Weaponizing this is unhealthy. It doesn't end well. The reason normal people can't do X and an addict can is because an addict is making egregious trade-offs.

"I know I'm going to mess up my shoulder for the rest of my life, but I'm going to bench heavy anyway"

"I know I haven't seen my kids in a month, but I'm going to shut myself away and work on my side business anyway"

It's collapsing your entire life into a single, simplistic max/min function. It's a quick path to misery.



I'm reminded of a quote from J. M. Barrie, the author of Peter Pan: "You can have anything in life if you will sacrifice everything else for it." I once thought it was, and have often seen it used as, an inspirational quote until I later read another opinion that it was a warning of the dangers of being too single focused.
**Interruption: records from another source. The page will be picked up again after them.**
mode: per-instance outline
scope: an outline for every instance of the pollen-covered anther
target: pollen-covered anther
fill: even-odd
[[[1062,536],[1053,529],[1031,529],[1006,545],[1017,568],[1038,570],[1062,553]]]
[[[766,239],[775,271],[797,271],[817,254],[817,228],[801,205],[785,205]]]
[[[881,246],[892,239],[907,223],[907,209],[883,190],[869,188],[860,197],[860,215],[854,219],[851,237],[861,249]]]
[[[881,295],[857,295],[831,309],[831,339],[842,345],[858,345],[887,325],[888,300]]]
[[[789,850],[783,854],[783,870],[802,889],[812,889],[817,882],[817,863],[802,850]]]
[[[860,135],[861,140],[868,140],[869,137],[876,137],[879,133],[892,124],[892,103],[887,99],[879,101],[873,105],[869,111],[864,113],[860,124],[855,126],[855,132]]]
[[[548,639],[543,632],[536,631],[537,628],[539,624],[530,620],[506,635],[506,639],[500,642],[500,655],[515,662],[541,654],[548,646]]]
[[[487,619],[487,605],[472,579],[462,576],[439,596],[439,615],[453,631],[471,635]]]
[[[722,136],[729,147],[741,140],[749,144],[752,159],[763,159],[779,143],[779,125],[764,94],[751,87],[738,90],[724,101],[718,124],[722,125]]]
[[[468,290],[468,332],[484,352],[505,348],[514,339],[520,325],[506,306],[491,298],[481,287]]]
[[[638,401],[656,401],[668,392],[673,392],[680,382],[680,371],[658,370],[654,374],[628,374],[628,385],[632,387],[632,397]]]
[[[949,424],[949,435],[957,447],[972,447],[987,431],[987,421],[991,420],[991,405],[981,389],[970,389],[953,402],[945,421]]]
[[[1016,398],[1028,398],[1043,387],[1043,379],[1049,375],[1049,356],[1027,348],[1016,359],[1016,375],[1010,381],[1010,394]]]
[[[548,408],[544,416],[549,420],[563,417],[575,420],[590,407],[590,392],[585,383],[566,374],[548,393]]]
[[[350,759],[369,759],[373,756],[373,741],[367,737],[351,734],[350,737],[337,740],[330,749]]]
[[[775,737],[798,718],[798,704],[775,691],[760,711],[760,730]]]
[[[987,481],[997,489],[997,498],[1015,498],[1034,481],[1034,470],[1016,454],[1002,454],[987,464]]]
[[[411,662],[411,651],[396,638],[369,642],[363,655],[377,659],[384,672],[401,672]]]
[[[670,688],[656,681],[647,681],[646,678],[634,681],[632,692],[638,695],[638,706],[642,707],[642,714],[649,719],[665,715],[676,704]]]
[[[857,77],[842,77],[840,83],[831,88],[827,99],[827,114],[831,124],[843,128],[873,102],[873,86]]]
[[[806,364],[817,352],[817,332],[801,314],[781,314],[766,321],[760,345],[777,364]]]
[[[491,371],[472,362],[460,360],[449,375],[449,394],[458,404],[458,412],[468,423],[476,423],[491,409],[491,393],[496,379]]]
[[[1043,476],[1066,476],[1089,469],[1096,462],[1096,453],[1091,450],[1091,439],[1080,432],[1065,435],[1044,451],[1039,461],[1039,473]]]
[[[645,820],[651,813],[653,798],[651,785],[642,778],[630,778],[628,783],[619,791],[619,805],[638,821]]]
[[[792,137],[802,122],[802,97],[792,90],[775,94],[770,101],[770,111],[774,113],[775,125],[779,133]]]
I simply take it as a description of reality. As a child, you are nothing yet, but you have the potential to become almost anything. As you get older, you trade in that potential for something specific. It's up to you to choose. You can trade all your potential for one thing only or you can divide it up to become multiple things. The right balance is debatable. The real danger lies in taking it to the limit. If you try to become everything, you divide your potential up into infinitesimal pieces and end up remaining nothing at all, a child.

In any case, there is some real wisdom in Peter Pan, but it was completely lost on me as a child.


I don't claim to be well-read on the topic, but this reminds me of Kierkegaard's infinite and finite.

"A human being is a synthesis of the infinite and the finite, of the temporal and the eternal, of freedom and necessity, in short, a synthesis."